Denn in der CGT, jenem Konglomerat aus alten StalinistInnen, AnarchistInnen, TrotzkistInnen und neuen ReformkommunistInnen, tobt ein harter Kampf zwischen den „KlassenkämpferInnen“ und „ModernistInnen“. Letztere, darunter der neue Chef Thibault, wollen die immer noch kampfkräftigste französische Gewerkschaft „weg von der Streitgewerkschaft und hin zu einer Vorschlagsgewerkschaft“ verändern. Die „KlassenkämpferInnen“ hingegen beharren auf ihren berüchtigten Kampfmethoden. Sie halten den „ModernistInnen“ entgegen: Es gibt bereits genügend reformistische Gewerkschaften in Frankreich. Die CGT hat eine andere Rolle.

Tatsächlich erfüllt die CGT längst beide Aufgaben: Sie ist in den gewerkschaftlichen Gremien – von den Personalvertretungen bis hin zu den erstinstanzlichen Arbeitsgerichten – als stärkste Gewerkschaft vertreten. Und sie ist bei den sozialen Bewegungen – von den Sans Papiers, den papierlosen ImmigrantInnen, bis hin zu den Arbeitslosen – stärker als die anderen Gewerkschaftszentralen vertreten.

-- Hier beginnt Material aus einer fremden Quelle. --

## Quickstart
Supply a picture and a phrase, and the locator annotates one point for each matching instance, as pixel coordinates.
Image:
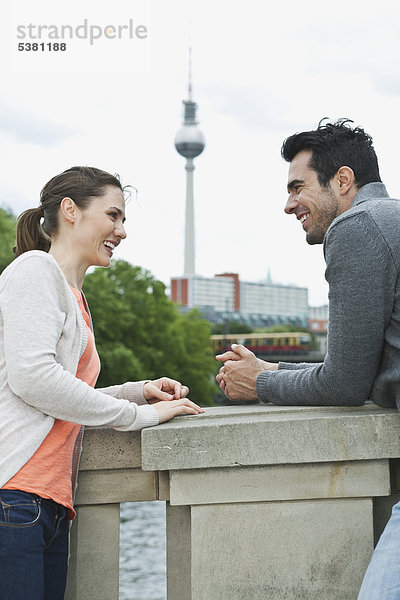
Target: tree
(7, 237)
(140, 333)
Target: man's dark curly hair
(335, 145)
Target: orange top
(48, 473)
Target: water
(142, 551)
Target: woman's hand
(171, 408)
(164, 389)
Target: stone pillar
(271, 502)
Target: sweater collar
(370, 191)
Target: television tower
(189, 142)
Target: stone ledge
(268, 434)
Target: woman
(48, 369)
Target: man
(336, 194)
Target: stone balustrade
(263, 502)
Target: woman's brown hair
(35, 226)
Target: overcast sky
(259, 75)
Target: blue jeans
(33, 547)
(382, 579)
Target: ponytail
(30, 233)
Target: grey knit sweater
(362, 254)
(42, 337)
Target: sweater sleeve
(292, 366)
(361, 278)
(33, 323)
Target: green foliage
(231, 327)
(140, 333)
(7, 237)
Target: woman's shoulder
(34, 264)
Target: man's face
(314, 206)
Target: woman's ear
(68, 209)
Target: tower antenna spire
(190, 73)
(189, 142)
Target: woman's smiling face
(100, 228)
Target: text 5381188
(42, 47)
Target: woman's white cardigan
(42, 337)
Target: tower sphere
(189, 141)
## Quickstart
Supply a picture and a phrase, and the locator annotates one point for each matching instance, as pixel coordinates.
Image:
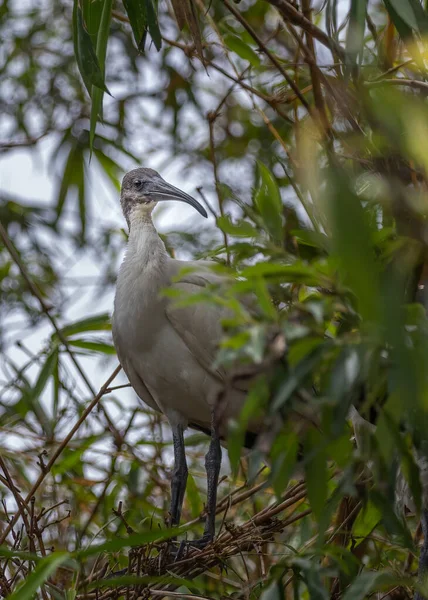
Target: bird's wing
(134, 379)
(199, 325)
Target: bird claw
(184, 546)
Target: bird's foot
(180, 551)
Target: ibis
(167, 352)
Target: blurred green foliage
(318, 193)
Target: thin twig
(59, 450)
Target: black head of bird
(143, 188)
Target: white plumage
(168, 352)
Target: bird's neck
(144, 244)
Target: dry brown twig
(249, 536)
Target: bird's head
(142, 189)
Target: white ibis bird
(168, 352)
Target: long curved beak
(161, 190)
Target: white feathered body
(167, 352)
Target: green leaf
(298, 272)
(152, 21)
(409, 12)
(273, 592)
(352, 244)
(240, 229)
(110, 168)
(97, 93)
(143, 18)
(268, 202)
(316, 472)
(366, 521)
(93, 346)
(297, 375)
(44, 569)
(87, 60)
(362, 586)
(137, 14)
(32, 395)
(237, 45)
(355, 34)
(101, 322)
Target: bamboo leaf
(87, 60)
(45, 569)
(355, 34)
(99, 322)
(97, 93)
(268, 202)
(234, 43)
(316, 472)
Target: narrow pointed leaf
(45, 569)
(355, 34)
(268, 202)
(97, 93)
(87, 60)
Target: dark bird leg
(212, 467)
(179, 476)
(423, 559)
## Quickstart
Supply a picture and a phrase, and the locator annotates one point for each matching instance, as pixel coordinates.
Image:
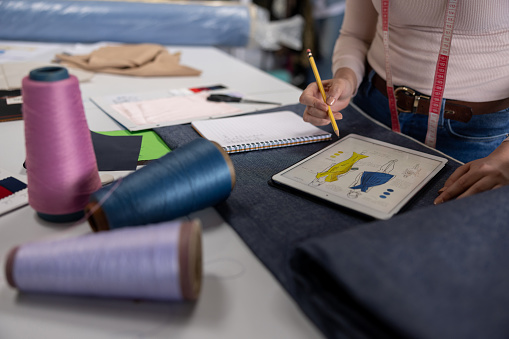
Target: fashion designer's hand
(338, 90)
(478, 176)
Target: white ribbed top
(479, 56)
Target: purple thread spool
(159, 262)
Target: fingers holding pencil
(316, 111)
(325, 99)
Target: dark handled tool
(231, 98)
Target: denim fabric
(463, 141)
(272, 221)
(437, 272)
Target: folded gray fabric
(271, 221)
(437, 272)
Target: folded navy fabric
(271, 221)
(437, 272)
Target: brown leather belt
(410, 101)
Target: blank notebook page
(259, 131)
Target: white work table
(239, 298)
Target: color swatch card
(260, 131)
(13, 192)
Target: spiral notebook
(260, 131)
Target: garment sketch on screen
(366, 180)
(333, 172)
(412, 172)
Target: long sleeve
(357, 32)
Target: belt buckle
(409, 92)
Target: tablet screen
(367, 175)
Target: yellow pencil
(320, 86)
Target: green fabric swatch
(152, 146)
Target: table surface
(239, 297)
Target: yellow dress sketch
(341, 168)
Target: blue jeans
(462, 141)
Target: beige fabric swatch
(136, 60)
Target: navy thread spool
(160, 262)
(60, 159)
(197, 175)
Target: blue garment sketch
(371, 179)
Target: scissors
(231, 98)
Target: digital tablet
(369, 176)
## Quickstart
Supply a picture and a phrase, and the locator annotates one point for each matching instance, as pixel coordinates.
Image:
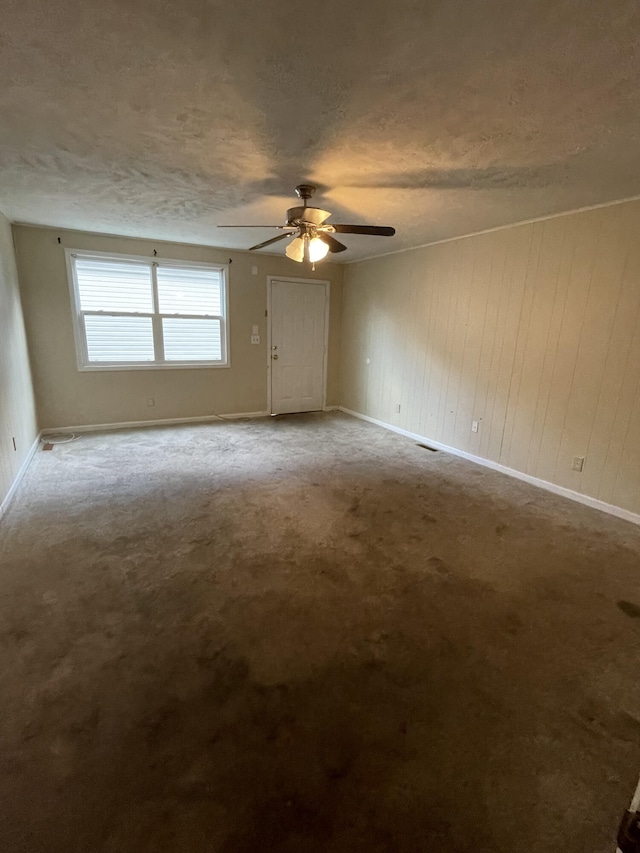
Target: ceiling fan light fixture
(318, 249)
(295, 250)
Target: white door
(298, 333)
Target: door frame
(325, 362)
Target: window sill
(101, 368)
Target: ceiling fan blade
(269, 242)
(377, 230)
(333, 244)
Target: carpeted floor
(309, 634)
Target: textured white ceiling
(162, 119)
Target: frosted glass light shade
(295, 250)
(317, 249)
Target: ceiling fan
(312, 237)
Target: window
(134, 313)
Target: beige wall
(67, 397)
(533, 330)
(17, 413)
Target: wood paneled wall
(17, 413)
(534, 331)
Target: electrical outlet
(577, 463)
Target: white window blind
(139, 313)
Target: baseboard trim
(594, 503)
(234, 416)
(13, 488)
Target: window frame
(159, 362)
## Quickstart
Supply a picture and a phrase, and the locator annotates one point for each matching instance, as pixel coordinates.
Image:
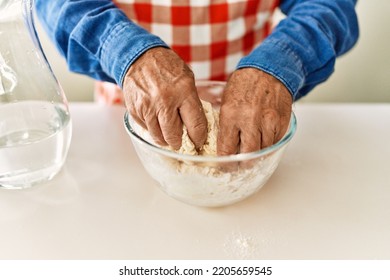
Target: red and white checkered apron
(210, 35)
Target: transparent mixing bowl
(209, 181)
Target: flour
(206, 183)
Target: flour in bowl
(205, 183)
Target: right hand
(160, 94)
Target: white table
(328, 199)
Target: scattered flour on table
(205, 183)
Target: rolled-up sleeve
(302, 49)
(95, 37)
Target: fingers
(154, 129)
(194, 119)
(250, 140)
(171, 128)
(228, 137)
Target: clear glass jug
(35, 125)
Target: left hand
(255, 112)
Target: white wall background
(362, 75)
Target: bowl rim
(228, 158)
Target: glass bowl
(209, 181)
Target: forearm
(95, 37)
(302, 49)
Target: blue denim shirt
(97, 39)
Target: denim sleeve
(95, 37)
(302, 49)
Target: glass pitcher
(35, 125)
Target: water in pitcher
(35, 126)
(33, 142)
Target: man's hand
(255, 112)
(160, 94)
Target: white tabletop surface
(328, 199)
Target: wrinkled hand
(255, 112)
(161, 96)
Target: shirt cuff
(127, 42)
(279, 60)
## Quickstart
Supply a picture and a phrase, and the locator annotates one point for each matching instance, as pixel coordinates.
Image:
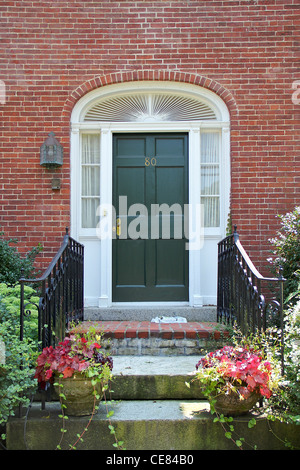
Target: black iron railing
(240, 297)
(60, 290)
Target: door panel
(150, 170)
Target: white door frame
(106, 131)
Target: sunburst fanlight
(149, 108)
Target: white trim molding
(98, 288)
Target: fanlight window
(156, 107)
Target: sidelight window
(90, 180)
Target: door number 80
(150, 161)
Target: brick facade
(52, 53)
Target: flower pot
(232, 405)
(78, 390)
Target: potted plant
(79, 370)
(234, 379)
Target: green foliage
(286, 404)
(286, 251)
(12, 262)
(17, 360)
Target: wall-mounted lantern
(51, 152)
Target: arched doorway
(162, 144)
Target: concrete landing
(144, 425)
(154, 378)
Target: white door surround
(98, 253)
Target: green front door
(150, 190)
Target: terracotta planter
(232, 405)
(78, 390)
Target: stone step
(206, 313)
(132, 337)
(154, 378)
(178, 425)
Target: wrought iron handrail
(240, 297)
(61, 293)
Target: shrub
(17, 360)
(286, 252)
(12, 262)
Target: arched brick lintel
(159, 75)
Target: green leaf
(251, 423)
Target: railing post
(22, 279)
(281, 282)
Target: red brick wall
(54, 52)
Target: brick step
(165, 425)
(131, 337)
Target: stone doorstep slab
(147, 329)
(150, 377)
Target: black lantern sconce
(51, 153)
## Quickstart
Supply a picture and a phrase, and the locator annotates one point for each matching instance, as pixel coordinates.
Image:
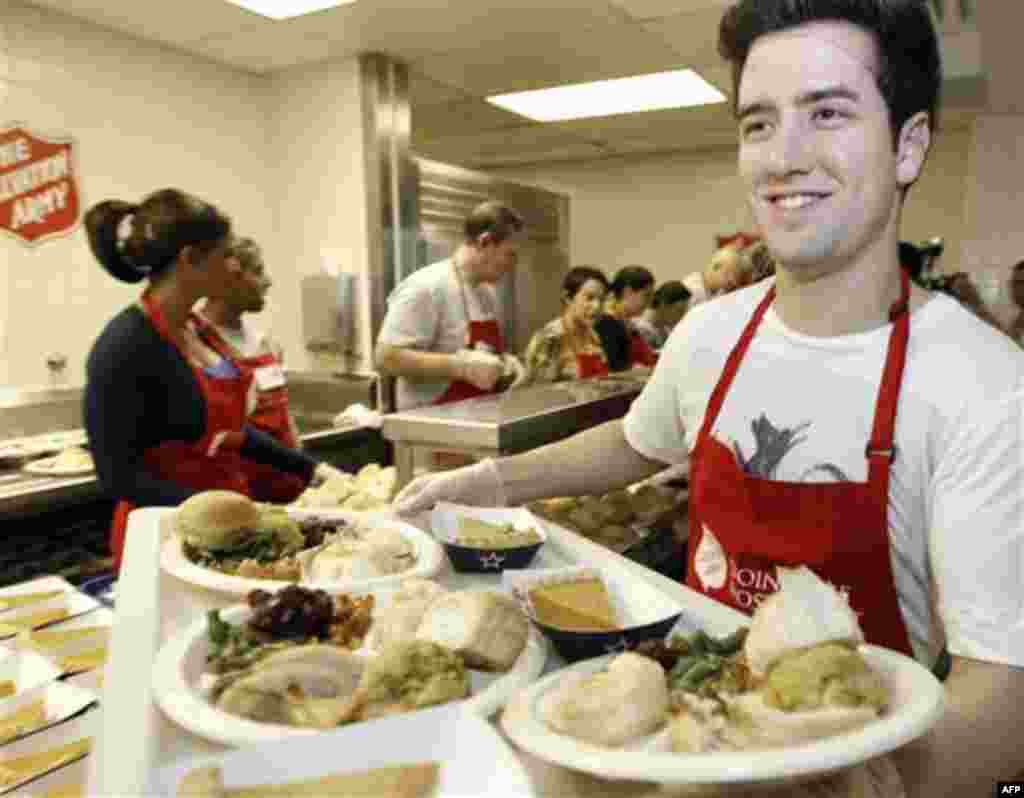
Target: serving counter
(506, 423)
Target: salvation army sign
(39, 197)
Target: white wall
(142, 117)
(317, 198)
(664, 211)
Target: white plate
(475, 761)
(916, 704)
(429, 558)
(47, 467)
(182, 659)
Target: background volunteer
(837, 103)
(164, 411)
(567, 347)
(253, 351)
(441, 335)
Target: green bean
(698, 673)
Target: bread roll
(487, 629)
(626, 701)
(805, 612)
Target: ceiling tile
(423, 91)
(172, 23)
(465, 117)
(692, 36)
(521, 144)
(652, 9)
(539, 60)
(267, 49)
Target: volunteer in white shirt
(441, 335)
(221, 320)
(836, 415)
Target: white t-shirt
(956, 488)
(427, 311)
(694, 284)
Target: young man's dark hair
(670, 293)
(909, 74)
(495, 218)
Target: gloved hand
(514, 373)
(323, 472)
(479, 485)
(479, 369)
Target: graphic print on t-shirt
(773, 445)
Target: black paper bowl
(574, 645)
(470, 559)
(474, 559)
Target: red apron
(485, 335)
(741, 527)
(640, 351)
(266, 484)
(213, 461)
(591, 365)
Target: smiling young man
(837, 416)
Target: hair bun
(101, 222)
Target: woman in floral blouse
(567, 347)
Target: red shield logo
(39, 197)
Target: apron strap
(732, 367)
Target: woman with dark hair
(567, 347)
(667, 309)
(629, 295)
(220, 320)
(165, 409)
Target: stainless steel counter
(510, 422)
(314, 399)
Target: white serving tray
(429, 558)
(135, 739)
(28, 670)
(181, 663)
(84, 725)
(14, 621)
(41, 585)
(474, 760)
(61, 701)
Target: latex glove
(323, 472)
(479, 369)
(479, 485)
(514, 374)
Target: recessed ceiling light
(286, 9)
(657, 91)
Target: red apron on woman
(212, 462)
(640, 351)
(266, 484)
(742, 527)
(591, 365)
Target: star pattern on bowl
(619, 646)
(494, 559)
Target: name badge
(269, 377)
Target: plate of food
(797, 695)
(225, 542)
(441, 752)
(299, 661)
(74, 461)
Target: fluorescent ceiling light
(286, 9)
(657, 91)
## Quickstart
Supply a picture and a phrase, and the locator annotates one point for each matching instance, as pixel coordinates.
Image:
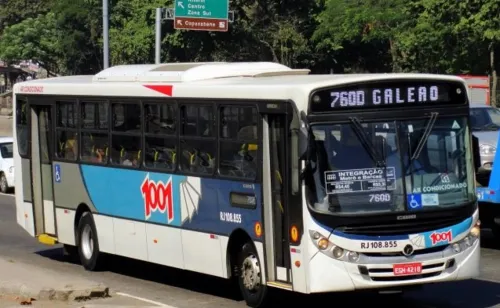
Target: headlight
(330, 249)
(486, 149)
(470, 239)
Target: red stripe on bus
(167, 90)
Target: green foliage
(438, 36)
(33, 38)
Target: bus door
(41, 169)
(276, 199)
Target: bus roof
(240, 80)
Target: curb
(68, 293)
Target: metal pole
(158, 36)
(105, 34)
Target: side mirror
(476, 154)
(303, 136)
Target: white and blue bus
(253, 171)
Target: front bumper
(375, 272)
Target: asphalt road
(182, 289)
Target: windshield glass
(391, 166)
(6, 150)
(485, 119)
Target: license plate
(407, 269)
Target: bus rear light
(330, 249)
(353, 256)
(338, 252)
(476, 230)
(323, 244)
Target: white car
(6, 164)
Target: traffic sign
(204, 15)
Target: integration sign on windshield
(387, 94)
(360, 180)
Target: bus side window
(160, 136)
(22, 127)
(94, 132)
(238, 142)
(66, 145)
(198, 148)
(126, 134)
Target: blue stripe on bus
(456, 229)
(196, 203)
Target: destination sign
(360, 180)
(388, 94)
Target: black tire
(88, 245)
(257, 296)
(4, 186)
(70, 252)
(495, 229)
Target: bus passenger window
(66, 145)
(197, 121)
(94, 132)
(160, 153)
(95, 148)
(159, 118)
(126, 138)
(126, 118)
(160, 135)
(94, 115)
(238, 142)
(198, 146)
(198, 156)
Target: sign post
(201, 15)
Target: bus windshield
(391, 166)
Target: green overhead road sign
(203, 15)
(213, 9)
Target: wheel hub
(87, 242)
(250, 272)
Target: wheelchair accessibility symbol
(414, 201)
(57, 173)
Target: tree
(364, 23)
(79, 25)
(33, 38)
(481, 20)
(15, 11)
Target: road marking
(144, 300)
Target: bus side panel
(177, 216)
(69, 193)
(22, 172)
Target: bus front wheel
(88, 245)
(250, 277)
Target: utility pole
(105, 34)
(158, 36)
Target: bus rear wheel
(88, 245)
(250, 277)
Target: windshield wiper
(367, 144)
(489, 126)
(425, 136)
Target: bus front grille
(401, 228)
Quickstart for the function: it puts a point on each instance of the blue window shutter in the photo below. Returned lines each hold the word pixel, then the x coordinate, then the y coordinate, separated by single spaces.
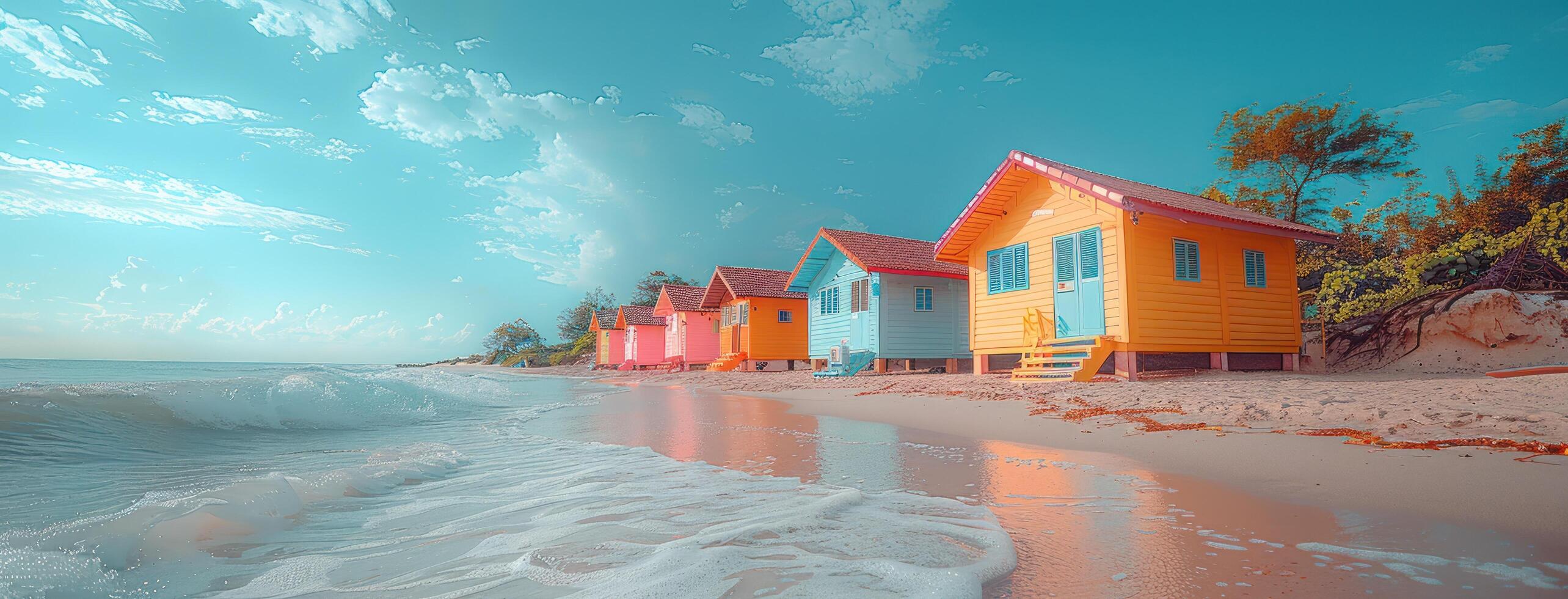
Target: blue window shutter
pixel 1021 262
pixel 1186 258
pixel 1088 254
pixel 1192 262
pixel 993 272
pixel 1067 264
pixel 1256 275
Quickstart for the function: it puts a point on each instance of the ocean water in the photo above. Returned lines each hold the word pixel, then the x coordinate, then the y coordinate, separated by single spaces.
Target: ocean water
pixel 280 480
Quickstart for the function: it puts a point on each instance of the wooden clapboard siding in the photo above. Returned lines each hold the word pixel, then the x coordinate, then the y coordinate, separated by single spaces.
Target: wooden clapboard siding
pixel 645 344
pixel 827 330
pixel 1219 309
pixel 902 333
pixel 610 347
pixel 997 320
pixel 701 336
pixel 767 339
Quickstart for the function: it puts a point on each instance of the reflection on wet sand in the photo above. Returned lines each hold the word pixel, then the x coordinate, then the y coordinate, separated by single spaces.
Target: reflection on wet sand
pixel 1087 524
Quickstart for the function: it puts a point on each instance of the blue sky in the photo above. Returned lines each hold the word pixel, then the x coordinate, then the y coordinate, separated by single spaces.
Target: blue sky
pixel 375 181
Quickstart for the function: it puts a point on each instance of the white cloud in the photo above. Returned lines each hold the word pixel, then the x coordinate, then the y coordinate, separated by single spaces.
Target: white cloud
pixel 1001 77
pixel 764 81
pixel 850 51
pixel 114 279
pixel 1492 109
pixel 791 242
pixel 454 339
pixel 1479 59
pixel 850 223
pixel 42 187
pixel 330 24
pixel 734 214
pixel 303 142
pixel 198 110
pixel 433 320
pixel 38 45
pixel 106 13
pixel 529 223
pixel 29 101
pixel 469 45
pixel 440 104
pixel 709 51
pixel 972 51
pixel 709 123
pixel 13 290
pixel 559 165
pixel 1415 106
pixel 311 240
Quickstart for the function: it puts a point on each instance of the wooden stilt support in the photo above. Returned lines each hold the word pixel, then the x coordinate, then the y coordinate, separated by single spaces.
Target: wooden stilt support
pixel 1126 364
pixel 1220 361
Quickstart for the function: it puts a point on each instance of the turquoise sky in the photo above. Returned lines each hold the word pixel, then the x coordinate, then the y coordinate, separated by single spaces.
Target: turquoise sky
pixel 377 181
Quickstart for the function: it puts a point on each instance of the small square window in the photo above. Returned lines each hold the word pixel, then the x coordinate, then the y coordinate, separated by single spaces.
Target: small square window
pixel 828 301
pixel 924 298
pixel 1253 262
pixel 1186 258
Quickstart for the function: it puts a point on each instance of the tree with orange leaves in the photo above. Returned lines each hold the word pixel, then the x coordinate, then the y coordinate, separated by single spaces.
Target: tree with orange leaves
pixel 1283 160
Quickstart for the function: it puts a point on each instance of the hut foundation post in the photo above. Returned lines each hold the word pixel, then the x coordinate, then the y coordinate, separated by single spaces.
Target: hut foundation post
pixel 1220 361
pixel 1126 364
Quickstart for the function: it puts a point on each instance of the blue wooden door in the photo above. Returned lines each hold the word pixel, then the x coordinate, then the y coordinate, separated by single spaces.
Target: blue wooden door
pixel 1079 284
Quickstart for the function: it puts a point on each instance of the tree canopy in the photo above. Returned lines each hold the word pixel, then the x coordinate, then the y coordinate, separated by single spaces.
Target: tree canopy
pixel 1283 162
pixel 512 337
pixel 573 322
pixel 646 290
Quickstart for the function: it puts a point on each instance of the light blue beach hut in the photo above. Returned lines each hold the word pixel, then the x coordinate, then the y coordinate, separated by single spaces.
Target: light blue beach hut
pixel 878 298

Doch die CGT leidet an der allgemeinen Malaise der französischen Gewerkschaftsbewegung. Nicht einmal 10 Prozent der Beschäftigten sind heute noch gewerkschaftlich organisiert. Zuletzt haben die Massenarbeitslosigkeit, die rasante Zunahme befristeter Arbeitsverhältnisse und der radikale Abbau des öffentlichen Dienstes, der letzten Bastion der französischen Gewerkschaften, die Gewerkschaften getroffen.

Zwar prognostizieren die ExpertInnen der französischen Gewerkschaftsbewegung, die CGT, die bereits vor der Sowjetunion existierte und sich leichtherziger als die KPF von ihrer stalinistischen Vergangenheit befreite, werde auch diese Krise überstehen. Doch an der Basis der CGT tobt längst ein Kampf zwischen „Harten“ und „Weichen“. Das Ende ist offen.